It is graphs like this pair that make the global warming story so difficult to tell in the mainstream media:
The northern hemisphere fits in easily enough with the simple truth. Ice in the Arctic is declining at 3.5% per decade. It is the southern hemisphere that provided the ammunition for doubter Christopher Monckton when he wrote recently in The Australian. The quantity of sea ice has been increasing at 1.4% per decade.
Graham Readfearn had a go at rebutting Monckton statement that “a largely unreported gain in Antarctic sea ice since 1979 almost matches the widely reported loss of Arctic sea ice”. “Does it?” wrote Readfearn for the Crikey blog Rooted. “No, it doesn’t. The US National Snow and Ice Data Center states there has been a slight gain in Antarctic sea-ice cover of 0.9 per cent since 1979, the equivalent of about 100,000 sq km per decade. But the loss of ice in the Arctic over the same period is 500,000 sq km per decade.”

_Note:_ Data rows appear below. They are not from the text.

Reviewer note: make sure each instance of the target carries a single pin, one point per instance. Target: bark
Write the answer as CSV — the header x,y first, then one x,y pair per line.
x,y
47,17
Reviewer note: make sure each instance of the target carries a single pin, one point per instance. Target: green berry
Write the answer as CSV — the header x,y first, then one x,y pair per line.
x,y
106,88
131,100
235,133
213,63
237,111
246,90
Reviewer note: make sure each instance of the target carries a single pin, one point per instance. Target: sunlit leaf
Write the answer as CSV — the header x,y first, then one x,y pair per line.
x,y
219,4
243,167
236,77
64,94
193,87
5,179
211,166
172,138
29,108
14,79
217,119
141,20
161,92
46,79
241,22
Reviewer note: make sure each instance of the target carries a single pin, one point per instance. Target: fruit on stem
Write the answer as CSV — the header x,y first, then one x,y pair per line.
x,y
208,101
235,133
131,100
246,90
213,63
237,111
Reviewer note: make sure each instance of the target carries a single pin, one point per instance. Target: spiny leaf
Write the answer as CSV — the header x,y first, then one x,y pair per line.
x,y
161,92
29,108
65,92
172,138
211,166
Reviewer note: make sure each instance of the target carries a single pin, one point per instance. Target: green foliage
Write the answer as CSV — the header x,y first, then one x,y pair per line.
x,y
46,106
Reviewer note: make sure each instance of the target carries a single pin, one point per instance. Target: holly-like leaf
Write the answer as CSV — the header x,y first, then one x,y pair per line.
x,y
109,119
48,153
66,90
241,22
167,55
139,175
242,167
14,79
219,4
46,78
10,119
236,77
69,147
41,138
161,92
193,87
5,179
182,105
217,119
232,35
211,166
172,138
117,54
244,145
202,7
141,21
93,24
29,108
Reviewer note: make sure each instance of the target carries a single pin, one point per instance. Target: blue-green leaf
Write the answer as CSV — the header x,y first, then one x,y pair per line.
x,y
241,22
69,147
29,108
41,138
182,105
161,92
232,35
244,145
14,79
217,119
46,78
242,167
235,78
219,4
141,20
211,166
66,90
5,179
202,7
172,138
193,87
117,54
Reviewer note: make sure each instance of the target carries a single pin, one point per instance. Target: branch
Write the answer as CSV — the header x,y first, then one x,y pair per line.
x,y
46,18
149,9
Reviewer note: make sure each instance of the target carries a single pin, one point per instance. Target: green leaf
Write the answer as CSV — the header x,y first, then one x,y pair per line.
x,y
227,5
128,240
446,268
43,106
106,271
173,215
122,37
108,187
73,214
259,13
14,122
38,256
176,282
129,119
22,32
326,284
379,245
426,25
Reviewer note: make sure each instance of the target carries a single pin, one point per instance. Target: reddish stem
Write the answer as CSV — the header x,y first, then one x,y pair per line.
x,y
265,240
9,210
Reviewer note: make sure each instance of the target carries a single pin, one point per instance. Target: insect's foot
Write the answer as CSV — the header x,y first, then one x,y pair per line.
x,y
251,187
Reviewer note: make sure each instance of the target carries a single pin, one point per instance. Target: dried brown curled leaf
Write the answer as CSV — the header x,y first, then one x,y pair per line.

That’s true enough but perhaps more important – but less easy to illustrate in a non-technical way – is evidence that in the Antarctic the ice is being attacked from the bottom. In a paper presented recently to the American Geophysical Union in San Francisco, oceanographer Doug Martinson of the Lamont-Doherty Earth Observatory says new analyses of the heat content of the waters off Western Antarctic Peninsula are now showing a clear and exponential increase in warming waters undermining the sea ice, raising air temperatures, melting glaciers and wiping out entire penguin colonies.
“In the area I work there is the highest increase in temperatures of anywhere on Earth,” said Martinson to the Discovery News website. Martinson has been collecting ocean water heat content data for more than 18 years at Palmer Island, on the western side of the Antarctic Peninsula.
“Eighty-seven percent of the alpine glaciers are in retreat,” said Martinson of the Western Antarctic Peninsula. “Some of the Adele penguin colonies have already gone extinct.”
Martinson and his colleagues looked not only at their very detailed and mapped water heat data from the last two decades, but compared them with sketchier data from the past and deep ocean heat content measurements worldwide. All show the same rising trend that is being seen in Antarctica.
“When I saw that my jaw just dropped,” said Martinson. The most dramatic rise has happened since 1960, he said.
What the rising water heat means, he said, is that even if humanity got organized and soon stopped emitting greenhouse gases, there is already too much heat in the oceans to stop a lot of impacts — like the melting of a huge amount of Antarctic ice.
“There’s the potential that we’re locked into long term sea level rise for a long time,” Martinson told Discovery News. Martinson presented his latest ocean heat results on Monday at the meeting of the American Geophysical Union in San Francisco.
As for how fast the ice will melt and in what locations, that depends largely on whether the upwelling warm water comes in contact with the thick ice shelf that crowds the coast and holds the block the glaciers from reaching the sea.
That, in turn, depends on the winds which drive away the surface waters and make it possible for the deeper waters to rise to the surface, said senior researcher Robert Bindschadler of NASA’s Goddard Earth Science and Technology Center and the University of Maryland-Baltimore County.
“It can destroy the ice shelf if that heat can get to it,” said Bindschadler, who at the same meeting presented his work from the melting Pine Island Ice Shelf in Antarctica.